Workers are set to strike on Dec. 9
By Diego Flammini
Representatives from multiple industries are asking federal lawmakers to step in and prevent a rail strike.
More than 400 organizations, including the American Farm Bureau Federation and American Petroleum Institute, wrote to Congress warning of how a work stoppage could affect the American economy.
A strike could lead to “interruptions in the delivery of fertilizers, chlorine, and other products essential to clean water, our food supply, and electricity generation,” the letter said, Reuters reported on Nov. 28.
In total, a strike could cost the U.S. economy about $2 billion per day.
Workers and unions have been negotiating for weeks.
Workers in eight unions approved the tentative agreement reached in September, which included a 24 percent raise.
Four unions rejected it because the workers feel the deal doesn’t address demanding work schedules or other issues.
All 12 unions must approve a deal to prevent a strike.
Congress does have the authority to impose contract terms or force negotiations to continue.
And President Biden is asking Congress to use that authority.
“I am calling on Congress to pass legislation immediately to adopt the Tentative Agreement between railroad workers and operators – without any modifications or delay – to avert a potentially crippling national rail shutdown,” the president said on Monday.
Rail is a major contributor to how U.S. agricultural products travel.
In 2020, for example, corn accounted for 46 percent of total rail grain carloads, the Association of American Railroads says.

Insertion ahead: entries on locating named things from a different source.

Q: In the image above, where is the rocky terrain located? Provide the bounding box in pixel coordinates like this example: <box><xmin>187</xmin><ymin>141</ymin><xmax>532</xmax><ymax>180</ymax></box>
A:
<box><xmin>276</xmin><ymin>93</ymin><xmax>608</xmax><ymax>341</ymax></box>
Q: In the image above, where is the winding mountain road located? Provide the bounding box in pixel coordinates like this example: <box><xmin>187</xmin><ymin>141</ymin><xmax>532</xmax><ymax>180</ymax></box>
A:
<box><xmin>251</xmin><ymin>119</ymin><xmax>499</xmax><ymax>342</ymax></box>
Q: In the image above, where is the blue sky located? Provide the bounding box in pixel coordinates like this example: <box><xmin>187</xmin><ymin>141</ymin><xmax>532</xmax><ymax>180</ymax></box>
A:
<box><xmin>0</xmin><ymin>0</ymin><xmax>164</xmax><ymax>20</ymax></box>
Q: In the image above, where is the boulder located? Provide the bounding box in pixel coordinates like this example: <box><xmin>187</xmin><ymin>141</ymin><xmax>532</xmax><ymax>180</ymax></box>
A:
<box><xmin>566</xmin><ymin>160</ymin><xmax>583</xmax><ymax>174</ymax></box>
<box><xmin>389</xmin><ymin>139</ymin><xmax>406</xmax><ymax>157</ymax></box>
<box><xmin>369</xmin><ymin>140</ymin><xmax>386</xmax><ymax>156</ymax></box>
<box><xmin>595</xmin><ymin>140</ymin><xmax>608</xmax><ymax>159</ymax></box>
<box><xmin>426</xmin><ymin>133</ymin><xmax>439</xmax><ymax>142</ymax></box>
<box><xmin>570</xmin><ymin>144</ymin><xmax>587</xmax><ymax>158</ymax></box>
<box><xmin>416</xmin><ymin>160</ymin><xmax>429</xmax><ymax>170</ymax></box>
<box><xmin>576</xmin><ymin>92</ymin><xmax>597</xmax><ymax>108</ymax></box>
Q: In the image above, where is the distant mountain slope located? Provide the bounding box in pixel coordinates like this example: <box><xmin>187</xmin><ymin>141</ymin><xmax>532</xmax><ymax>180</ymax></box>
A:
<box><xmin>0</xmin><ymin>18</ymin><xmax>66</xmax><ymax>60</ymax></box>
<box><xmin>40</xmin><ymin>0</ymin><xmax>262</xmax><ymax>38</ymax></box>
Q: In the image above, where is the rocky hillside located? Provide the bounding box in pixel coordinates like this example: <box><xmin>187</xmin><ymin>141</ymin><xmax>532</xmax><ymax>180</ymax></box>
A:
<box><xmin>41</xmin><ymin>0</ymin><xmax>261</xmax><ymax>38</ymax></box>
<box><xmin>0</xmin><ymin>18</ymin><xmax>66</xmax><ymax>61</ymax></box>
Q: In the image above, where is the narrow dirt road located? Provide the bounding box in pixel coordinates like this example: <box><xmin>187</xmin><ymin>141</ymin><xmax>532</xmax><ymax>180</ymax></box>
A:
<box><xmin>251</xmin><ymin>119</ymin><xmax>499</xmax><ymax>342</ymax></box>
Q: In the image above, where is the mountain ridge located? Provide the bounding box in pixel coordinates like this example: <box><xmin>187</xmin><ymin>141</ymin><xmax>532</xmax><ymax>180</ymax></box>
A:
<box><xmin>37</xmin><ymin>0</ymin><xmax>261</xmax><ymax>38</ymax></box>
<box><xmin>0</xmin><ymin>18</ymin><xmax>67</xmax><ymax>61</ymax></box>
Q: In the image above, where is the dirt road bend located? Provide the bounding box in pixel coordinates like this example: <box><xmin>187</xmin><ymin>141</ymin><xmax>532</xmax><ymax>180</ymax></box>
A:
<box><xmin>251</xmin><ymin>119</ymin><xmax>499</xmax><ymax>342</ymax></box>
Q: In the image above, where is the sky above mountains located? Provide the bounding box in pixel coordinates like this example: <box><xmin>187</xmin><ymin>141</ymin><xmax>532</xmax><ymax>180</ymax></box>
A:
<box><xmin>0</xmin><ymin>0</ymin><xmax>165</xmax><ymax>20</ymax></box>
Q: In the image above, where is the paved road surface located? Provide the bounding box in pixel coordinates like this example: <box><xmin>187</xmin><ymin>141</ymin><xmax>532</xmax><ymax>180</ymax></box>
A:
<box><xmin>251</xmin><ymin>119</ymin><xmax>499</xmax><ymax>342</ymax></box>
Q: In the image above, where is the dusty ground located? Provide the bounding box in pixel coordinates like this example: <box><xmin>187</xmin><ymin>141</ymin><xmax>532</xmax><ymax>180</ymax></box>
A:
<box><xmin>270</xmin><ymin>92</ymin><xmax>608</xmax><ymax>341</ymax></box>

With supply chains already strained, a rail strike could cause additional harm.
“Michigan agriculture is a leading economic engine for our state, pumping more than $100 billion into our economy every year,” Chuck Lippstreu, president of the Michigan Agri-Business Association, said in a statement. “Rural businesses depend on rail to move grain, fertilizer and many other products. A rail strike would pile on to existing logistics challenges in our industry and snarl the agricultural supply chain.”